I have sent you a chat message re my experience as all so different x

Madmusiclover profile image
Madmusiclover

Oh I’m sorry to read this. Might I suggest you phone the NRAS helpline? They will know how to help. Chronic disease is a bugger and no mistake.

wilbertjellyfish profile image
wilbertjellyfish

Does he realize? Might sound stupid butWhen I was first married my father in law lived with my husband and our first child. He required some care from us and had carers also. I wanted my brother in law to take him one Sunday in three and on Friday nights, to. Allow my husband and I some together. It was never guaranteed this would happen and at times they took him for less than two hours. I got to a stage of not wanting to be in my own home. Eventually I was planning to leave and only then did my husband even realize there was a problem.

I was amazed that he did not see what was so obvious to me. He did not recognize that we never had time to ourselves, he did realise I was so uncomfortable in my own home nothing. He had never appreciated how important it was to me that his brother would take him away for a awhile.

It really helped me to be less angry at him knowing he just hadn't been aware and then I was able to push for changes.

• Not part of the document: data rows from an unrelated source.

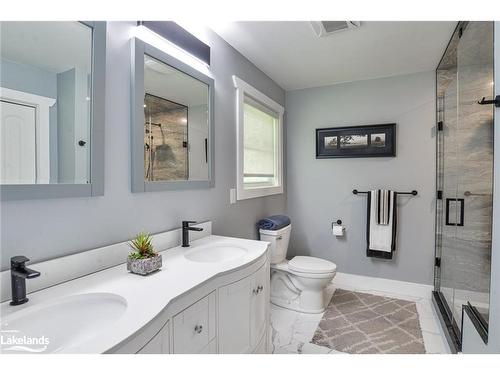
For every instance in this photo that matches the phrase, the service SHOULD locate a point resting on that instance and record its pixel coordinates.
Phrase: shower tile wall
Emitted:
(467, 169)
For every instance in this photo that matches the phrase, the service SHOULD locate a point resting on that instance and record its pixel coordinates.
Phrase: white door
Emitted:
(235, 309)
(18, 143)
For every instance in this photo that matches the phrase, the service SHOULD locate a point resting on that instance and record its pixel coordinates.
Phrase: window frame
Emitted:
(244, 89)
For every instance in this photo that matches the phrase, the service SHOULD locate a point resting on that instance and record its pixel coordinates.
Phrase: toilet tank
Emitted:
(279, 242)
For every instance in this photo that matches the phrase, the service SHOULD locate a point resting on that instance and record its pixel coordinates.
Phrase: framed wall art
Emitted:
(356, 141)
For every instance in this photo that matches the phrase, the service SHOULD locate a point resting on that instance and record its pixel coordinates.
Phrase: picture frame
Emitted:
(356, 141)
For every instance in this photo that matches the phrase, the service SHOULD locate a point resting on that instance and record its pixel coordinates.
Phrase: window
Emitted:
(259, 122)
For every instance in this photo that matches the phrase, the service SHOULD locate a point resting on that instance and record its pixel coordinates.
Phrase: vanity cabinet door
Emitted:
(194, 328)
(159, 344)
(235, 310)
(260, 303)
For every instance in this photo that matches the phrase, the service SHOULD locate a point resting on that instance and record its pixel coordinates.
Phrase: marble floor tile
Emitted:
(292, 331)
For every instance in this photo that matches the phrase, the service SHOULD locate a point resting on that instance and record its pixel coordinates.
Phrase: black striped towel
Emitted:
(383, 206)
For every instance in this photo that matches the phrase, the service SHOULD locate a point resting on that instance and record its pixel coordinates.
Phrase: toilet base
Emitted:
(296, 307)
(295, 293)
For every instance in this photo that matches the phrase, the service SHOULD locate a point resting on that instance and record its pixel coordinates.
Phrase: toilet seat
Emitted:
(305, 264)
(316, 268)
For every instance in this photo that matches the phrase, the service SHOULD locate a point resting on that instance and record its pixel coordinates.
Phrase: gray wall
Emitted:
(320, 190)
(43, 229)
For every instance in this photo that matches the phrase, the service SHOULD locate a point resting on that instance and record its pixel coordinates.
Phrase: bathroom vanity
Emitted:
(212, 297)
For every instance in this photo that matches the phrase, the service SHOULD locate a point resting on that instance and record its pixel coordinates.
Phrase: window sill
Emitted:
(243, 194)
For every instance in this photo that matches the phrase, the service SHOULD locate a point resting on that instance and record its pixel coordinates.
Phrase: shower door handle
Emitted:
(495, 101)
(455, 211)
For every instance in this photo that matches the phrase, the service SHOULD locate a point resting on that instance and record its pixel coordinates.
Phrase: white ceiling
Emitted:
(294, 57)
(52, 46)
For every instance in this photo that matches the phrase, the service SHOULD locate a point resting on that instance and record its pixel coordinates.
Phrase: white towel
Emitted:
(381, 236)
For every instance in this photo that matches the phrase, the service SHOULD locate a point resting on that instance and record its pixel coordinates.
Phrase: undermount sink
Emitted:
(60, 324)
(215, 253)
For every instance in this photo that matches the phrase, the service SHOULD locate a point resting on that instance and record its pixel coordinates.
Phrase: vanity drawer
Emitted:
(194, 327)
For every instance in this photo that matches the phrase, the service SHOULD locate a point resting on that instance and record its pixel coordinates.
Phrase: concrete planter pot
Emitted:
(144, 266)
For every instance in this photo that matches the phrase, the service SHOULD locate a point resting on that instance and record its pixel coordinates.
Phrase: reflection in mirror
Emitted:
(175, 124)
(45, 98)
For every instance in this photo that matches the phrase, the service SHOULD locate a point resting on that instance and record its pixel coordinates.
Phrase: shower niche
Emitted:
(464, 174)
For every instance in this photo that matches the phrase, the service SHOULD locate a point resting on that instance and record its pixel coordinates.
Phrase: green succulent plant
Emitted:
(142, 246)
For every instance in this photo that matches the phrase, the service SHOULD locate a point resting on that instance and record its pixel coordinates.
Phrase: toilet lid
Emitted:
(311, 265)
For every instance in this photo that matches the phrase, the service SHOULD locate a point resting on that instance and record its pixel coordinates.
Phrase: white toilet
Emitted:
(297, 284)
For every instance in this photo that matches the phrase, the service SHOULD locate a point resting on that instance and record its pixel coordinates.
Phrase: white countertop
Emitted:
(146, 296)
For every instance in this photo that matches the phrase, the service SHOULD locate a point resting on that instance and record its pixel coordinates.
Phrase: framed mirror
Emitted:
(52, 109)
(171, 122)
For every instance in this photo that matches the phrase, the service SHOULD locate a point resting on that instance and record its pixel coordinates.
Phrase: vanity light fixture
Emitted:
(158, 41)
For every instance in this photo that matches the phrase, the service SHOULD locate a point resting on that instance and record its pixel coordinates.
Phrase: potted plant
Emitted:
(143, 260)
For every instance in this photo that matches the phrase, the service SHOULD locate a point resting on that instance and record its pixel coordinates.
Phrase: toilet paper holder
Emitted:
(335, 225)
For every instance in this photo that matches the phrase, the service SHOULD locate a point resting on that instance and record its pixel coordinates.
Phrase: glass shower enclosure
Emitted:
(464, 176)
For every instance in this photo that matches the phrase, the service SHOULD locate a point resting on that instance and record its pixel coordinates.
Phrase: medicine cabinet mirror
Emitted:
(52, 109)
(172, 122)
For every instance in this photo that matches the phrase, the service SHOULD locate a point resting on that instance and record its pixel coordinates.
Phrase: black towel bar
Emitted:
(413, 192)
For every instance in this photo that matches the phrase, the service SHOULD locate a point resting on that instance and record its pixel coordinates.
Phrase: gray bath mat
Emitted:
(365, 323)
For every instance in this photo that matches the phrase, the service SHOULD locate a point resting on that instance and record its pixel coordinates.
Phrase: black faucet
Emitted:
(185, 232)
(18, 275)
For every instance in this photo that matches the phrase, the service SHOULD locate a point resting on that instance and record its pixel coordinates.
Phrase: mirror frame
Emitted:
(96, 185)
(139, 184)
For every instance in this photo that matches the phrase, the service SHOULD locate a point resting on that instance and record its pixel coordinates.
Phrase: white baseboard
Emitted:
(371, 284)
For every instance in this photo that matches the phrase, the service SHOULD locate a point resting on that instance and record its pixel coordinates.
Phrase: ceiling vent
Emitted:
(325, 28)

Eventually he went to a home for respite, my brother in law couldn't cope with the guilt and took him to their house then moved him into his own house before he went to a nursing home full time. He lived 10 years after he left our house...a lot longer than if he'd have stayed.

KittyJ profile image
KittyJ in reply to wilbertjellyfish

This is a very good point and I have found the same to be true too here. I think sometimes we are so good at trying to remain independent that we don’t realise that others may not see how we are struggling. It is hard but to sit down and talk about what’s going on really helped and was an eye opener on both sides.

janmary profile image
janmary

As a doctors wife (and friend of many doctors wives) myself I know exactly what you mean ! Doctors partners are not supposed to be ill - thats what patients are for!

I’m not sure I have any specific advice, except to say you’re not alone - try to seek support elsewhere NRAS helpline, or locally, is there a friend or another GP or practice nurse in his surgery who could understand and ‘have a word?’

Hopefully your treatment path will be more settled soon

oldtimer2 profile image
oldtimer2

This is his protection against emotional overload that develops during training and is a defence mechanism for people who are exposed to draining emotional onslaught on a daily basis. I know I have it too and it makes me appear remote and uncaring - and I compensate for that when it's not necessary that I shut off. My children (adults now) have learnt to ask for hugs not analysis when they need them!

I'm sorry that he can't see that this puts your relationship at one remove from him. Does he have anyone else close to him that can explain to him how awful it makes you feel?